Researchers at the Yale School of Medicine think they have found a way to predict a recovering alcoholic’s chance of relapsing.
Their study, conducted with patients at the Connecticut Mental Health Center, was the first ever to show a correlation between an increased likelihood to fall into relapse and reduced gray matter in regions of the brain associated with impulse control. The American Journal of Psychiatry published the findings in February, and the article’s conclusions could soon have far-reaching implications for alcohol treatment, according to study director Rajita Sinha, a professor of psychiatry at the School of Medicine.
Sinha and her team studied patients who had undergone four weeks of alcohol abuse treatment at the health center. The researchers used magnetic resonance imaging to measure gray matter volumes, a reliable indicator of neural count and functionality, in various regions of patients’ brains. The researchers contacted the patients three times over the following 90 days, and they discovered that those who relapsed in a shorter period of time had possessed relatively less gray matter in certain areas of the brain when scanned before discharge.
The key area of the brain in predicting relapse rates was the prefrontal cortex, an area associated with impulse control and executive function.
Sinha, who also directs Yale’s Interdisciplinary Stress Center, said that patients with inhibited executive function often relapse because of the challenges they face upon leaving alcohol recovery treatment. Patients with a lower volume of gray matter in their impulse control centers might be predisposed to drink if presented an opportunity, she said.
“One can imagine that when one is faced with being in a bar or near a highly stressful situation the impulse to drink would likely be very high,” she said.
Since the study only imaged the patients’ brains while they were recovering from alcohol abuse, and not before or after their stay in the treatment center, it shed no light on the cause of the reduced gray matter, Sinha said. Even so, she blamed a number of factors for brain shrinkage, including genetic predisposition, stress and alcohol itself. Sinha’s lab recently submitted a similar paper for review that used functional magnetic resonance imaging to link weak levels of activity in parts of the brain’s prefrontal cortex to be associated with high alcohol craving.

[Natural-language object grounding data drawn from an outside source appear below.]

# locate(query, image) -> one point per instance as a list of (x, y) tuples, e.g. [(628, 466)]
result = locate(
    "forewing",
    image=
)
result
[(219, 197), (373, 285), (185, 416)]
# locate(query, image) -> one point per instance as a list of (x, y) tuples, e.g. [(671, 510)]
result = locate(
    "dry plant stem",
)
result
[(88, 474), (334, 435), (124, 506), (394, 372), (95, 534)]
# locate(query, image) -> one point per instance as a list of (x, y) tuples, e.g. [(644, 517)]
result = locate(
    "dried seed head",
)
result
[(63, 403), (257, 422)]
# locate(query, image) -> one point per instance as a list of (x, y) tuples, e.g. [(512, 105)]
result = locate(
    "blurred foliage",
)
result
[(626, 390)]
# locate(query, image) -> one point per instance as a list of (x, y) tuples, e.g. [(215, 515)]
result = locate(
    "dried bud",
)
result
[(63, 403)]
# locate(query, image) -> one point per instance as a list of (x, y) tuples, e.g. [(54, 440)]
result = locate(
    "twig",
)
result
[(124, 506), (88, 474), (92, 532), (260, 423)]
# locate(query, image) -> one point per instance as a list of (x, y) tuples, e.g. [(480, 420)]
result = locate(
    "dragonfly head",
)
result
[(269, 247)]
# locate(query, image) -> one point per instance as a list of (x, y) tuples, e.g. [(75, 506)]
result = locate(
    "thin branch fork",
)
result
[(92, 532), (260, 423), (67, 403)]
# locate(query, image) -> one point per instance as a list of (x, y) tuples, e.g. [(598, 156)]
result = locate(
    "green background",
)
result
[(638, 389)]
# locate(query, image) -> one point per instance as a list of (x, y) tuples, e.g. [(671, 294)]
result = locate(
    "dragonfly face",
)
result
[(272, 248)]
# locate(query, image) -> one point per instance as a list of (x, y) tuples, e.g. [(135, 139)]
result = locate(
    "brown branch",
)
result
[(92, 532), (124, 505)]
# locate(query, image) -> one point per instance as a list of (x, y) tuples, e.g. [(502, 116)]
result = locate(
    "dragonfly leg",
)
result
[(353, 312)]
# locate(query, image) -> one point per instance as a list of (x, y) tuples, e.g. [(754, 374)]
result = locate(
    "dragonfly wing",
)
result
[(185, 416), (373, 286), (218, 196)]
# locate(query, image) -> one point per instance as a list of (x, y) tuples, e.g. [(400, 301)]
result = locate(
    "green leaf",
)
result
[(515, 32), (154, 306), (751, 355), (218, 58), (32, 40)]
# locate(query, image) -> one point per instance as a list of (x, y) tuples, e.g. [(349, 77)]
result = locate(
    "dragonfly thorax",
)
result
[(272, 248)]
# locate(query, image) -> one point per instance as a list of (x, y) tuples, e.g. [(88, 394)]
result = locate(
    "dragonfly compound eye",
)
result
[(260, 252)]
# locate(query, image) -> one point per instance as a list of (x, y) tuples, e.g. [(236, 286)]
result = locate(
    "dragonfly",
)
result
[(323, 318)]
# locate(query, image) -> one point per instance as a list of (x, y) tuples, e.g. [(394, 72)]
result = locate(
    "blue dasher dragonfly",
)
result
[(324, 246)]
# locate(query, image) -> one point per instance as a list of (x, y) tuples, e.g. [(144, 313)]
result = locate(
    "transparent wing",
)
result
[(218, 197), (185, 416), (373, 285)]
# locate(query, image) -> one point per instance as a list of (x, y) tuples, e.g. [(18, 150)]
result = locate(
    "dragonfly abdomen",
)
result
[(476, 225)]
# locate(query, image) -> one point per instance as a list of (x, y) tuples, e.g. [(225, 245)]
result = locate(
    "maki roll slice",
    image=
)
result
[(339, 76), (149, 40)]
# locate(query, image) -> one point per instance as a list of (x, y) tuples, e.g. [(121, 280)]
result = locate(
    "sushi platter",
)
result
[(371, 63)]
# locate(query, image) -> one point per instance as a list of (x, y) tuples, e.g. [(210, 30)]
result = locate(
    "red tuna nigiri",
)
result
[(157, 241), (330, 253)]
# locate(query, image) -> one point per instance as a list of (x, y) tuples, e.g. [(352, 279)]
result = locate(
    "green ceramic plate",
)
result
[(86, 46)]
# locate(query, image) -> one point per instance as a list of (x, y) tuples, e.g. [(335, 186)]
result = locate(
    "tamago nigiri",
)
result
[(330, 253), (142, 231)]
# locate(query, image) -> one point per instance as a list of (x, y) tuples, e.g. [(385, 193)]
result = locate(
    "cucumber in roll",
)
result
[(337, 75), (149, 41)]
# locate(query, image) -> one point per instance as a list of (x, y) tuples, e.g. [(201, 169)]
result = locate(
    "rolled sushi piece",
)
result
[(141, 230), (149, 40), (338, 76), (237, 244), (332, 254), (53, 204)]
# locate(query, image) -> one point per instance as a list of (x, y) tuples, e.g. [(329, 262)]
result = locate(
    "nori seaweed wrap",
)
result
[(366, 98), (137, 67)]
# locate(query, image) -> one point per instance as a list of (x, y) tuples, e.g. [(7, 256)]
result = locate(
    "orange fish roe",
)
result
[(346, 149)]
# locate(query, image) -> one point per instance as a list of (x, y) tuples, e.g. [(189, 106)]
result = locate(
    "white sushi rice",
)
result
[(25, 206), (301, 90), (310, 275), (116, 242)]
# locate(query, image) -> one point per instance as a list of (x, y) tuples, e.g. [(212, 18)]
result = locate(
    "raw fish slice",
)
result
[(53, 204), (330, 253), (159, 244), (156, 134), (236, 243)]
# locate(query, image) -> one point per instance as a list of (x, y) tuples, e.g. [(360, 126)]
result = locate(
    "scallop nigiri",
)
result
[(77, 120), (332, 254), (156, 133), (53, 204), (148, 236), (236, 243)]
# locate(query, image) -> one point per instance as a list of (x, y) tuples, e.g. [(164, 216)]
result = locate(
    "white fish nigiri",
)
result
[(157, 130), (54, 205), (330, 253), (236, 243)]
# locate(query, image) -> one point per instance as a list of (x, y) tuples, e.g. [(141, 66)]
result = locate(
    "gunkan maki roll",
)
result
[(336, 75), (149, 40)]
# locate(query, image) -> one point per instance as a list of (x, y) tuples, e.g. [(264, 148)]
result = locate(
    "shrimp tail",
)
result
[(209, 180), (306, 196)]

Sinha’s peers said that one of the strengths of the study was the design that tracked patients after they finished inpatient treatment.
“[Sinha] is putting together a jigsaw puzzle of the factors that contribute to relapse,” said Markus Heilig, clinical director of the National Institute of Alcohol Abuse and Alcoholism, an organization that seeks to reduce alcohol-related problems. “I don’t think anybody has done it as well as she has done it, both in assessing people on the research unit and executing very impressive clinical follow up.”
The researchers’ conclusions are significant because they bring to a close decades of unconfirmed speculation about the correlation between gray matter and relapse proclivity, Edith Sullivan, a professor of psychiatry and behavioral sciences at the Stanford University School of Medicine, wrote in an email to the News.
If Sinha’s findings gain widespread acceptance, doctors could identify individuals at a greater risk of relapse and adjust behavioral and pharmacological treatment appropriately. One of the most exciting potential therapies to counter gray matter loss is neurogenesis, the use of pharmaceuticals to restore brain volume, but Heilig said its development is “a very long shot.”
“I’m not sure I can come up with any drugs to alter the functioning of the frontal lobe,” he said.
While the high cost of brain scanning technology could prevent the widespread implementation of this technique in clinics, Heilig said there are alternate methods, such as psychological tests, to evaluate the functionality of the prefrontal cortex without directly measuring its volume.
About 70 percent of the patients in this study relapsed within 60 days of treatment discharge.